Many years ago, long before I moved to Vancouver Island, and when my sister and mom were still alive and healthy, the three of us used to book a vacation home for a week or so each year somewhere on this island or on one of the nearby Gulf Islands. We spent that week exploring - heading out in the morning with a picnic lunch and a thermos of tea, returning back to our home-away-from-home at the end of the day, eager to plan the next day's route.
Always the route involved visits to parks and beaches, as well as the occasional tourist attraction or market. I didn't take a lot of photos back then - it was before the digital age - but I did collect images in my head. And one of those images was of an oceanside park with craggy hills to climb, tidal pools at low tide, an island with colourful cottages, and a beach full of driftwood logs to sit on, as any good beach should be.

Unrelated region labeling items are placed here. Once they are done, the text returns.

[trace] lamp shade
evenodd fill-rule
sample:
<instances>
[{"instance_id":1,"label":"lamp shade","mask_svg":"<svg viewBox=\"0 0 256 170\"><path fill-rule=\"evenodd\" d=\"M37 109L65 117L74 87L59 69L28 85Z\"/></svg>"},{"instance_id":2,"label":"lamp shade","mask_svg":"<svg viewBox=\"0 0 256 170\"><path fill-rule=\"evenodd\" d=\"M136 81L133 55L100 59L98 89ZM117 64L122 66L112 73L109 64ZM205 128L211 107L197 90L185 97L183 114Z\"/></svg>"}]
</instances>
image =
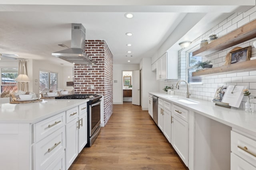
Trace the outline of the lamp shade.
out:
<instances>
[{"instance_id":1,"label":"lamp shade","mask_svg":"<svg viewBox=\"0 0 256 170\"><path fill-rule=\"evenodd\" d=\"M15 79L16 82L29 82L28 77L26 74L19 74Z\"/></svg>"},{"instance_id":2,"label":"lamp shade","mask_svg":"<svg viewBox=\"0 0 256 170\"><path fill-rule=\"evenodd\" d=\"M182 48L184 48L187 47L190 45L191 42L190 41L182 41L179 43L179 45Z\"/></svg>"}]
</instances>

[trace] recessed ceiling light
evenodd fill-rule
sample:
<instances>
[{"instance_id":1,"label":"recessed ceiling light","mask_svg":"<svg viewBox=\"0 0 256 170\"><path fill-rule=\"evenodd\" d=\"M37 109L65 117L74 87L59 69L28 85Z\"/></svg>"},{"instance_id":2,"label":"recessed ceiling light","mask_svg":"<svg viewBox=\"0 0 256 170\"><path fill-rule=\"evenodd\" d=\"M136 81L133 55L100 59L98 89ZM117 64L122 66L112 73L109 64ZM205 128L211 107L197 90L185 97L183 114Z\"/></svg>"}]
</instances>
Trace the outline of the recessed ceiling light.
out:
<instances>
[{"instance_id":1,"label":"recessed ceiling light","mask_svg":"<svg viewBox=\"0 0 256 170\"><path fill-rule=\"evenodd\" d=\"M133 18L133 14L132 13L126 13L124 14L124 16L127 18L131 19Z\"/></svg>"},{"instance_id":2,"label":"recessed ceiling light","mask_svg":"<svg viewBox=\"0 0 256 170\"><path fill-rule=\"evenodd\" d=\"M127 36L132 36L132 34L131 33L126 33L125 34Z\"/></svg>"}]
</instances>

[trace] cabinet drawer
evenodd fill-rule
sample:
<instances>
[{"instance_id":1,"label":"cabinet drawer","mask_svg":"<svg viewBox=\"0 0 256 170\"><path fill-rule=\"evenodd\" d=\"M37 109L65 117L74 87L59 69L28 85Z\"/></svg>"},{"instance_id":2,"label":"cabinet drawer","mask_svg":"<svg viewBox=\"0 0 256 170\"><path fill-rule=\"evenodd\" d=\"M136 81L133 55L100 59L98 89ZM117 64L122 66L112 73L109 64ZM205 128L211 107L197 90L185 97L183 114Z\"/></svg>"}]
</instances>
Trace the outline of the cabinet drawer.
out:
<instances>
[{"instance_id":1,"label":"cabinet drawer","mask_svg":"<svg viewBox=\"0 0 256 170\"><path fill-rule=\"evenodd\" d=\"M256 166L256 140L231 131L231 151Z\"/></svg>"},{"instance_id":2,"label":"cabinet drawer","mask_svg":"<svg viewBox=\"0 0 256 170\"><path fill-rule=\"evenodd\" d=\"M64 126L65 123L65 114L64 112L34 124L34 143L45 138Z\"/></svg>"},{"instance_id":3,"label":"cabinet drawer","mask_svg":"<svg viewBox=\"0 0 256 170\"><path fill-rule=\"evenodd\" d=\"M34 170L45 170L64 151L65 127L52 133L33 146Z\"/></svg>"},{"instance_id":4,"label":"cabinet drawer","mask_svg":"<svg viewBox=\"0 0 256 170\"><path fill-rule=\"evenodd\" d=\"M171 110L171 104L170 103L164 100L164 107L169 111L172 111Z\"/></svg>"},{"instance_id":5,"label":"cabinet drawer","mask_svg":"<svg viewBox=\"0 0 256 170\"><path fill-rule=\"evenodd\" d=\"M173 105L173 113L182 120L188 122L188 111L178 106Z\"/></svg>"},{"instance_id":6,"label":"cabinet drawer","mask_svg":"<svg viewBox=\"0 0 256 170\"><path fill-rule=\"evenodd\" d=\"M65 169L65 151L63 150L45 170L64 170Z\"/></svg>"},{"instance_id":7,"label":"cabinet drawer","mask_svg":"<svg viewBox=\"0 0 256 170\"><path fill-rule=\"evenodd\" d=\"M163 106L164 100L160 98L158 98L158 104L161 106Z\"/></svg>"},{"instance_id":8,"label":"cabinet drawer","mask_svg":"<svg viewBox=\"0 0 256 170\"><path fill-rule=\"evenodd\" d=\"M66 111L67 123L78 117L78 107L76 107Z\"/></svg>"},{"instance_id":9,"label":"cabinet drawer","mask_svg":"<svg viewBox=\"0 0 256 170\"><path fill-rule=\"evenodd\" d=\"M256 167L253 166L233 153L231 153L230 157L231 170L256 170Z\"/></svg>"},{"instance_id":10,"label":"cabinet drawer","mask_svg":"<svg viewBox=\"0 0 256 170\"><path fill-rule=\"evenodd\" d=\"M87 113L87 103L79 105L78 109L79 109L79 115Z\"/></svg>"}]
</instances>

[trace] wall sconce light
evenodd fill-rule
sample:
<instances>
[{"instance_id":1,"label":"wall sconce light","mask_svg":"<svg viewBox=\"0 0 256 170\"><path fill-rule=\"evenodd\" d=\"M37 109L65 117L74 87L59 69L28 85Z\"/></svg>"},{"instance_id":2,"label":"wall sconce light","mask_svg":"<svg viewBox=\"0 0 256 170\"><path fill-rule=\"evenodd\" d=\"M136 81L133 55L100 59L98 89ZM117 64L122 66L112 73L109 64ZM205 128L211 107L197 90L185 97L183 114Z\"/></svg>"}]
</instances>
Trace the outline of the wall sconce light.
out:
<instances>
[{"instance_id":1,"label":"wall sconce light","mask_svg":"<svg viewBox=\"0 0 256 170\"><path fill-rule=\"evenodd\" d=\"M184 48L187 47L190 45L191 43L191 41L182 41L179 43L179 45L180 46L182 49L184 49Z\"/></svg>"},{"instance_id":2,"label":"wall sconce light","mask_svg":"<svg viewBox=\"0 0 256 170\"><path fill-rule=\"evenodd\" d=\"M256 48L256 41L253 42L252 45L253 45L253 47L254 47L254 48Z\"/></svg>"},{"instance_id":3,"label":"wall sconce light","mask_svg":"<svg viewBox=\"0 0 256 170\"><path fill-rule=\"evenodd\" d=\"M26 74L19 74L15 79L16 82L30 82L28 77Z\"/></svg>"}]
</instances>

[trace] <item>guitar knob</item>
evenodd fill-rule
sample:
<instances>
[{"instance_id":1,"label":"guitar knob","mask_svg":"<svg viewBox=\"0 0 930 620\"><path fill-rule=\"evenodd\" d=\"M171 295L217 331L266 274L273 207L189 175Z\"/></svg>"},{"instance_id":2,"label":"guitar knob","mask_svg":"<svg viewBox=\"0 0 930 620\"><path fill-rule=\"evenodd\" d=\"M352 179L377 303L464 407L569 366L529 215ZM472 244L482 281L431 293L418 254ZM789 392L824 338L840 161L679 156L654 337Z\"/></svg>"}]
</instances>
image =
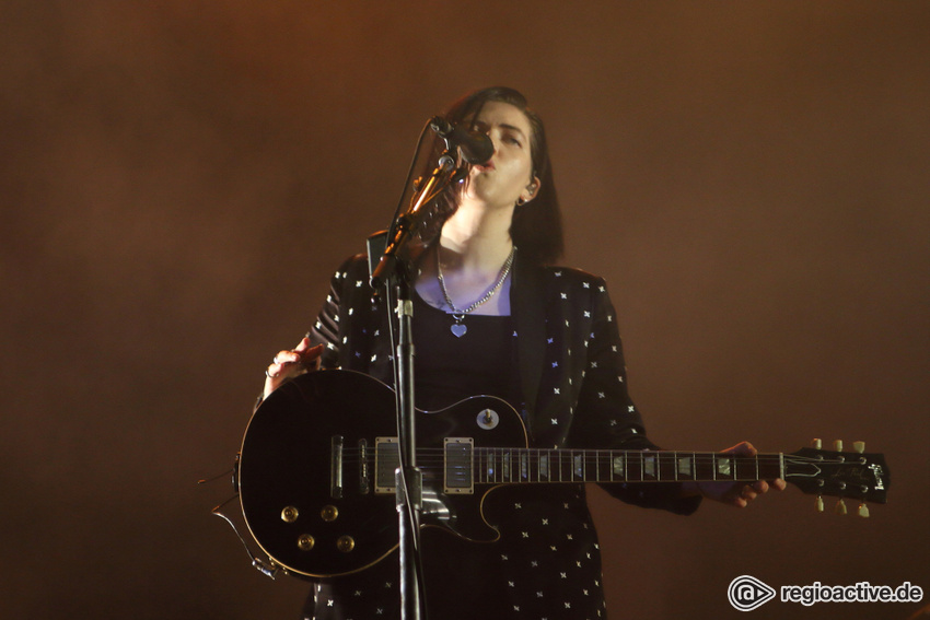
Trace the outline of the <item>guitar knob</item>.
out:
<instances>
[{"instance_id":1,"label":"guitar knob","mask_svg":"<svg viewBox=\"0 0 930 620\"><path fill-rule=\"evenodd\" d=\"M301 551L310 551L314 545L316 545L316 540L309 534L301 534L298 537L298 549Z\"/></svg>"},{"instance_id":2,"label":"guitar knob","mask_svg":"<svg viewBox=\"0 0 930 620\"><path fill-rule=\"evenodd\" d=\"M356 539L351 536L340 536L339 539L336 540L336 549L338 549L342 553L348 553L354 548Z\"/></svg>"}]
</instances>

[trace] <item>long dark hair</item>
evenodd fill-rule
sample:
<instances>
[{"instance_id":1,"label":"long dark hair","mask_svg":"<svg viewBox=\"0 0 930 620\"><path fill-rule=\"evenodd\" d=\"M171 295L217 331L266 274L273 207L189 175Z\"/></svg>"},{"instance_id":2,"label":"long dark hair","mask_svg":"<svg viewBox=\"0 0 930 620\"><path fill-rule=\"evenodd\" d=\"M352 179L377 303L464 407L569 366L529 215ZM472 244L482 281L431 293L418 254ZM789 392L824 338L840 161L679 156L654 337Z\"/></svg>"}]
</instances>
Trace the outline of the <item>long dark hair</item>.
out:
<instances>
[{"instance_id":1,"label":"long dark hair","mask_svg":"<svg viewBox=\"0 0 930 620\"><path fill-rule=\"evenodd\" d=\"M525 204L518 204L510 224L510 236L520 248L522 259L540 265L555 262L562 254L561 211L553 179L553 166L549 162L549 148L546 130L539 116L526 105L526 97L505 86L492 86L465 95L445 113L445 119L454 125L477 118L481 107L488 102L510 104L520 109L530 120L533 134L530 137L533 176L539 178L536 197ZM442 140L433 144L430 169L439 154L444 150ZM422 233L423 241L432 243L438 238L442 224L458 208L456 188L450 187L437 198L435 217Z\"/></svg>"}]
</instances>

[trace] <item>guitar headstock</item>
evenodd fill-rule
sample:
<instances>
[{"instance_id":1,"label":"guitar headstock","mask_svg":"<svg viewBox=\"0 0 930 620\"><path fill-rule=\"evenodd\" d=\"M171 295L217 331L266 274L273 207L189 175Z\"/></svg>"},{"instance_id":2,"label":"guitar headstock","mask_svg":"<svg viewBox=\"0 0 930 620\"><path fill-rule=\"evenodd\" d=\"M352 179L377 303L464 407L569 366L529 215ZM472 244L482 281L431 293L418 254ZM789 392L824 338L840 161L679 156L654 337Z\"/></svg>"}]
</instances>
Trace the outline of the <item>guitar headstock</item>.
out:
<instances>
[{"instance_id":1,"label":"guitar headstock","mask_svg":"<svg viewBox=\"0 0 930 620\"><path fill-rule=\"evenodd\" d=\"M862 442L853 446L855 452L844 452L842 442L835 442L833 451L822 449L821 441L815 440L814 447L784 455L784 479L818 498L859 500L863 502L859 514L869 516L864 502L887 502L888 467L883 454L867 453ZM822 506L818 499L818 508L823 510ZM845 513L845 504L838 504L837 512Z\"/></svg>"}]
</instances>

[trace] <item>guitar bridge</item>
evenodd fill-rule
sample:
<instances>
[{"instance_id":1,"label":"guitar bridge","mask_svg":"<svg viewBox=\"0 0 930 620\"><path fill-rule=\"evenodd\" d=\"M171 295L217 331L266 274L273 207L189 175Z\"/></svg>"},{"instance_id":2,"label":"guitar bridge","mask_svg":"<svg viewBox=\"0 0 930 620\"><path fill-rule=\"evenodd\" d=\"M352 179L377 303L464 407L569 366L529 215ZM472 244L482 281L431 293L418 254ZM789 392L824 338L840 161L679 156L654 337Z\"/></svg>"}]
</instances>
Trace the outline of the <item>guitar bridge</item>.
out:
<instances>
[{"instance_id":1,"label":"guitar bridge","mask_svg":"<svg viewBox=\"0 0 930 620\"><path fill-rule=\"evenodd\" d=\"M470 495L475 492L475 481L472 476L472 455L474 453L475 440L470 437L445 437L443 447L443 477L442 489L444 493L455 495Z\"/></svg>"}]
</instances>

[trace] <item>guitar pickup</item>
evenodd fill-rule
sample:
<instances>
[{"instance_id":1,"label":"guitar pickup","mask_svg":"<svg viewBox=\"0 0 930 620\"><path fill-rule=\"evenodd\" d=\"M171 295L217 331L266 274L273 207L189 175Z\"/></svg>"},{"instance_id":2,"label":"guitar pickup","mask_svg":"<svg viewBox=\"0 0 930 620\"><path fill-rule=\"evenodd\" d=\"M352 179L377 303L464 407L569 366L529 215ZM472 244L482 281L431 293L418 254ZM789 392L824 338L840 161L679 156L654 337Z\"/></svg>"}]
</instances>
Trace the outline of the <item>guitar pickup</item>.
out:
<instances>
[{"instance_id":1,"label":"guitar pickup","mask_svg":"<svg viewBox=\"0 0 930 620\"><path fill-rule=\"evenodd\" d=\"M395 471L400 467L400 444L397 437L374 437L374 492L394 493Z\"/></svg>"},{"instance_id":2,"label":"guitar pickup","mask_svg":"<svg viewBox=\"0 0 930 620\"><path fill-rule=\"evenodd\" d=\"M470 495L475 492L472 476L475 441L470 437L445 437L443 440L442 489L446 494Z\"/></svg>"}]
</instances>

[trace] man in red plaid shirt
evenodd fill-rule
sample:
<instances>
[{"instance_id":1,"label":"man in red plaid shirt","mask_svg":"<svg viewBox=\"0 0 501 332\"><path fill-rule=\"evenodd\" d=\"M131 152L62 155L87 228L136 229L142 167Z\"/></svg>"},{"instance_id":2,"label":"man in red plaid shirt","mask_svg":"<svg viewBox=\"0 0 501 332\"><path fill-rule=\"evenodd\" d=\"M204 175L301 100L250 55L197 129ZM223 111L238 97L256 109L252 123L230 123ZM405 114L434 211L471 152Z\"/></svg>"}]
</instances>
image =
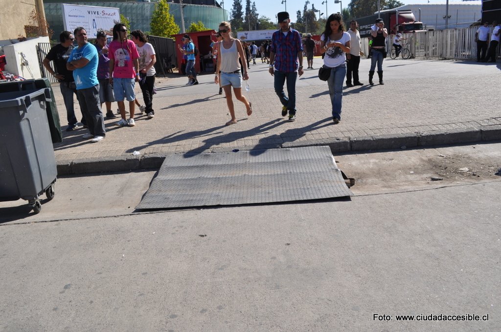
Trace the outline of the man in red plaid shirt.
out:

When I first moved to the island, I searched for that beach - I knew we had stayed in Saltair, just north of Crofton, that year, so I checked out several parks in the area, hoping to find it. But to no avail.
It wasn't until this February, when I was doing a home check in Nanaimo for a dog rescue, that I stopped at a park near to the home I was checking, and coincidentally it was the very park that matched the images in my mind: Piper's Lagoon Park, not far from Departure Bay Ferry Terminal in Nanaimo.
It was still as picturesque, as interesting, and as varied as I remembered. With the exception of the addition of some park benches,
|A woman enjoys a few moments of solitude on|
a recent addition to the park.
and a two-headed serpent,
|A shower or water feature to encourage|
sand covered kids to clean off before getting in the car!
it was just how I remembered.
|Hidden coves amid the bluffs|
|Craggy rocks to climb|
|Beautiful driftwood on the beach|
|and colourful cabins across a lagoon|
What memories came flooding back - of my sister and I clambering over the rocks, sitting in low branches of the windswept Garry Oaks, admiring the driftwood shelter likely built by some enterprising kids (and still there today!), watching the boats pass by on their way to the harbour.
I remember, too, getting our feet wet as we tried to navigate our way over to Shack Island, attracted by the colourful cottages. (At low tide this is possible; but neither during our visit back then or my more recent one, was the tide low enough).
Those families, no doubt, have wonderful stories to tell and memories to share. My visit with my mom and my sister many years ago was short but left indelible images in my mind, and I am so glad I found this park again last February.
Had my sister lived, she would have been seventy this week - how fitting it is that the first of my "Throwback Thursday" posts be of memories I shared with her - memories that last.